NLP 和分词 > 支持的语言 | Manticore Search Manual

≫ NLP 和分词

Manticore 不会将文本原样存储以进行全文搜索。相反，它会将文本拆分成单词（称为标记），并构建多个内部结构以实现快速全文搜索。这些结构包括一个字典，用于快速检查某个单词是否存在于索引中。其他结构则跟踪包含该单词的文档和字段，甚至该单词在字段中的具体位置。这些都在搜索时用于查找相关结果。

这种拆分和处理文本的过程称为标记化。标记化既发生在向索引添加数据时，也发生在运行搜索时。它同时在字符和单词级别进行。

在字符级别，只有特定字符被允许。此行为由charset_table 控制。其它所有字符都会被替换为空格（空格被视为单词分隔符）。charset_table 还支持将字符转换为小写字母或将一个字符替换为另一个字符。它还可以定义被忽略、混合或视为短语边界的字符。

在单词级别，引擎使用min_word_len 设置来决定应索引的单词最小长度（以字符计）。

Manticore 还支持不同形式的单词匹配。例如，为了将“car”和“cars”视为同一单词，可以使用形态处理器。

如果您希望不同的词被视为相同——例如，“USA”和“United States”——您可以使用word forms 功能进行定义。

非常常见的词（如“the”，“and”，“is”）会减慢搜索速度并增加索引大小。您可以使用停用词将它们过滤掉。这可以使搜索更快，索引更小。

更高级的过滤方法是二元词组，它通过将一个常见词和一个不常见词组合起来创建特殊标记。当常见词出现时，这能显著加快短语搜索。

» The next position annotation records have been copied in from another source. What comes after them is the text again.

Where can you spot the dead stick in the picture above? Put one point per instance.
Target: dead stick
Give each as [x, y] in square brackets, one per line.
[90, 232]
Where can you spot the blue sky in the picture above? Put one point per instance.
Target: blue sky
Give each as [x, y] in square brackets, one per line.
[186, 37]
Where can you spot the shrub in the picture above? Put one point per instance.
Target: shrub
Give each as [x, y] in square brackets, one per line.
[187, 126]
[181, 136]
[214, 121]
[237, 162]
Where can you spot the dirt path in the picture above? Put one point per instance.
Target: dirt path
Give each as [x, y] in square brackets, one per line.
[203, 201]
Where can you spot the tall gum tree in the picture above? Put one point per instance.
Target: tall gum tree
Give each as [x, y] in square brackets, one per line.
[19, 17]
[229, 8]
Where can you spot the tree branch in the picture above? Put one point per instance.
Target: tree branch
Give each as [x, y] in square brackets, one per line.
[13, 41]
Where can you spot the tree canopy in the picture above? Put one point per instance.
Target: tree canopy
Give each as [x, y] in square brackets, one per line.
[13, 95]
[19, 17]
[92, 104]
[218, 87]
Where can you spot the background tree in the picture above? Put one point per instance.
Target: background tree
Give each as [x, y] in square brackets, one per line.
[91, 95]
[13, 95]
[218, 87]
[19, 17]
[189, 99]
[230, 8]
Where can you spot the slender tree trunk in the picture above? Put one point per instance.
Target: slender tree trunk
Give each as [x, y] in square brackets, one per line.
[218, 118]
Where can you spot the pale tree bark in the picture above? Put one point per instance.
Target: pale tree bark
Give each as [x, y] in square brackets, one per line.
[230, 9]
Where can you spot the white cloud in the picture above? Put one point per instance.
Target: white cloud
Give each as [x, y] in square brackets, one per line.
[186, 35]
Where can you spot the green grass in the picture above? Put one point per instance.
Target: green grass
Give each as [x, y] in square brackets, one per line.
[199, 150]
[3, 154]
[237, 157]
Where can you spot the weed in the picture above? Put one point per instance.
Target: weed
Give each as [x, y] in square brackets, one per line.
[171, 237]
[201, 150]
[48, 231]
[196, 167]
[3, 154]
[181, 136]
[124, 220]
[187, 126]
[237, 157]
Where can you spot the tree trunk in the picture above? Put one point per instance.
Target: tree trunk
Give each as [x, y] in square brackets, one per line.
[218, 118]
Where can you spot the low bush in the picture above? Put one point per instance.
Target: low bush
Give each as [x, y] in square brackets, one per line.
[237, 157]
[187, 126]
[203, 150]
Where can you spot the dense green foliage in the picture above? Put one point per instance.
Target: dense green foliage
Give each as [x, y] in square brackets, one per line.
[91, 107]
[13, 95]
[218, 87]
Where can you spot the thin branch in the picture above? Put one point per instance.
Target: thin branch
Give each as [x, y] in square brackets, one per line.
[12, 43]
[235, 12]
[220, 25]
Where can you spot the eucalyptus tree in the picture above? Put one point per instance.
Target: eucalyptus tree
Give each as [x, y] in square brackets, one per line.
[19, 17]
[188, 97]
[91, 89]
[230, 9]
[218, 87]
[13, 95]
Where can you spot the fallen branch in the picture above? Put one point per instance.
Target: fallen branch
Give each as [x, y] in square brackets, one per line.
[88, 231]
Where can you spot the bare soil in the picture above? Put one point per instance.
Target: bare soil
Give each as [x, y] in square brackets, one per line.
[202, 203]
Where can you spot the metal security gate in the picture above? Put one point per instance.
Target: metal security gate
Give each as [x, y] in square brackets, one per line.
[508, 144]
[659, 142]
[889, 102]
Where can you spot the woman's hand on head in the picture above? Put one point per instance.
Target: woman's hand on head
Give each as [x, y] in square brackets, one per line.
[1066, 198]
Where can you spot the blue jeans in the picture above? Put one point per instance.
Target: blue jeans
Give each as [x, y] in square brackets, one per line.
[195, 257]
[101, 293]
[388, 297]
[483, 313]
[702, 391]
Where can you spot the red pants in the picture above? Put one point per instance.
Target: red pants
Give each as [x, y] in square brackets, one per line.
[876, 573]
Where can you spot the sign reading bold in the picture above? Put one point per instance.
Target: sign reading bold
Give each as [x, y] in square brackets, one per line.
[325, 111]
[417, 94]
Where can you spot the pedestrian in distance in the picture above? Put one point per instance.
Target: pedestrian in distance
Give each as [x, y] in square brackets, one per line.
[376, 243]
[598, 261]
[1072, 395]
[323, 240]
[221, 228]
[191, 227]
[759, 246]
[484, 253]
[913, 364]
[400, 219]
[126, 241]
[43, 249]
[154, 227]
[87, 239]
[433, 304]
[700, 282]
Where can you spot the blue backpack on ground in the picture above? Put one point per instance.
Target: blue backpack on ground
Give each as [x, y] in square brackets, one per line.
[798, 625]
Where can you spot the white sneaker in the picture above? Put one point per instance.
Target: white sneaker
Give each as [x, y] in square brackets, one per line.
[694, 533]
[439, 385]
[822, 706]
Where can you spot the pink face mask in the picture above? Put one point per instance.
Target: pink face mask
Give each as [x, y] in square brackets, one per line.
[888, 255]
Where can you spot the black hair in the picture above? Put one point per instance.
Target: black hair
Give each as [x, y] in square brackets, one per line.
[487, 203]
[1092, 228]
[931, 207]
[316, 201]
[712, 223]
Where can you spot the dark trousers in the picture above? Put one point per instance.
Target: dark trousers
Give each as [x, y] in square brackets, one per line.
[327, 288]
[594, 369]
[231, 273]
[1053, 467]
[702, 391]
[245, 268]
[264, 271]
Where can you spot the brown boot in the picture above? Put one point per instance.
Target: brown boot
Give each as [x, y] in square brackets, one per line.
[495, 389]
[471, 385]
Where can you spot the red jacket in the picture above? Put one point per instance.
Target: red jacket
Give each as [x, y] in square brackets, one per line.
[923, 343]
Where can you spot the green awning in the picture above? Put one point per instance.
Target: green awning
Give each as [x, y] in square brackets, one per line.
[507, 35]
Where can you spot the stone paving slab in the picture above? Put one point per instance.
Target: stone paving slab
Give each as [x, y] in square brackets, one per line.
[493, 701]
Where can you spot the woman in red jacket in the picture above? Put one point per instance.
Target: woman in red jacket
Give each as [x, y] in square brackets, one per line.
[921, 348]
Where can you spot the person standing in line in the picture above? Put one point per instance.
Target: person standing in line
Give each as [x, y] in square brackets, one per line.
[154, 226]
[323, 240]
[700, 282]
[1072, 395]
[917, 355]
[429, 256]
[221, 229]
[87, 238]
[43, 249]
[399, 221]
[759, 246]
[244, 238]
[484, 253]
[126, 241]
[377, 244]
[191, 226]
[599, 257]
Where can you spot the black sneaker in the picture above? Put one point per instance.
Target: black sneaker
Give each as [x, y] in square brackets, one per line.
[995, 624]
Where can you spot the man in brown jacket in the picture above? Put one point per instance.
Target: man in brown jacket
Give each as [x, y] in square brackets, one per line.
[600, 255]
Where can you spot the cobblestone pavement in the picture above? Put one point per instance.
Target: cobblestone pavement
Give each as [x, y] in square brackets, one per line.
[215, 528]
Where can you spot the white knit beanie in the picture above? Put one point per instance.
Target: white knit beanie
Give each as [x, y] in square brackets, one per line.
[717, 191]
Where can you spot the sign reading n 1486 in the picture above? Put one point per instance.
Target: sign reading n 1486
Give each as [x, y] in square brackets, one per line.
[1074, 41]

如果您正在索引 HTML，通常最好不要将 HTML 标签包含在索引中，因为它们添加了很多不必要的内容。您可以使用HTML 去除功能去除标签，但仍能索引某些标签属性或完全跳过特定元素。

请记住 Manticore 的最大标记长度为 42 个字符。任何超过此长度的单词都将被截断。此限制在索引和搜索时均适用，因此确保您的数据和查询考虑到这一点非常重要。

NLP 和分词支持的语言

Last modified: August 28, 2025

Manticore 支持多种语言，大多数语言通过 charset_table = non_cont（默认值）启用基本支持。也可以使用 non_cjk 选项，它是 non_cont 的别名：charset_table = non_cjk。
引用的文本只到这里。